Methods The radical scavenging capabilities of the compounds were assessed using the 2,2-diphenyl-1-picrylhydrazyl assay. Antiproliferative activities were evaluated on MCF-7 cancer cell lines through viability assays. Additionally, the modulation of the PI3K/Akt/mTOR pathway, apoptosis/necrosis induction, and cell cycle analysis were conducted for the most promising anticancer agents.

Results nine compounds showed potent antioxidant activities with  IC50 values lower than the positive control acarbose, with compounds 4 h and 4y exhibiting the highest potency  (IC50 values of 0.73 and 0.38 µM, respectively). Furthermore, compounds 4o and 4r displayed significant anticancer effects, with  IC50 values of 2.02 and 4.99 µM, respectively. Compound 4o, in particular, exhibited promising activity by targeting the PI3K/Akt/mTOR signaling pathway, inhibiting tumor survival, inducing apoptosis, and causing cell cycle arrest in MCF-7 cell lines. Furthermore, compound 4o was showed significant antimicrobial activities against S. aureus and E. coli, and antifungal effect against C. albicans.

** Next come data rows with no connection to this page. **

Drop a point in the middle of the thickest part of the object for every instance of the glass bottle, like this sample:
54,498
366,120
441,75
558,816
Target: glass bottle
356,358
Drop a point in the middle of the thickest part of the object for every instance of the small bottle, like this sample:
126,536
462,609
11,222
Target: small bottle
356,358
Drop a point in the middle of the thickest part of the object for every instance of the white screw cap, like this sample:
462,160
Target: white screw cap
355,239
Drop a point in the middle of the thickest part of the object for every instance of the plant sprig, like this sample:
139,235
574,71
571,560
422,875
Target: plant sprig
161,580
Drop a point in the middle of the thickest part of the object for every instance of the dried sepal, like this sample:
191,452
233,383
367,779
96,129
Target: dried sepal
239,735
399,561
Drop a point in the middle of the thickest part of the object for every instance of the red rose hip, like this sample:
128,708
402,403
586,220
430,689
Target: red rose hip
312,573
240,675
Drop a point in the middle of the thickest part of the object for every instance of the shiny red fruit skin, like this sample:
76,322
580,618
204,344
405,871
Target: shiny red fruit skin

Its potential to overcome drug resistance through this pathway inhibition highlights its promise as an anticancer agent. Molecular docking simulations supported these findings, revealing favorable binding profiles and interactions within the active sites of the enzymes PI3K, AKT1, and mTOR. Moreover, assessing the druggability of the newly synthesized thiosemicarbazide derivatives demonstrated optimal physicochemical properties, further endorsing their potential as drug candidates.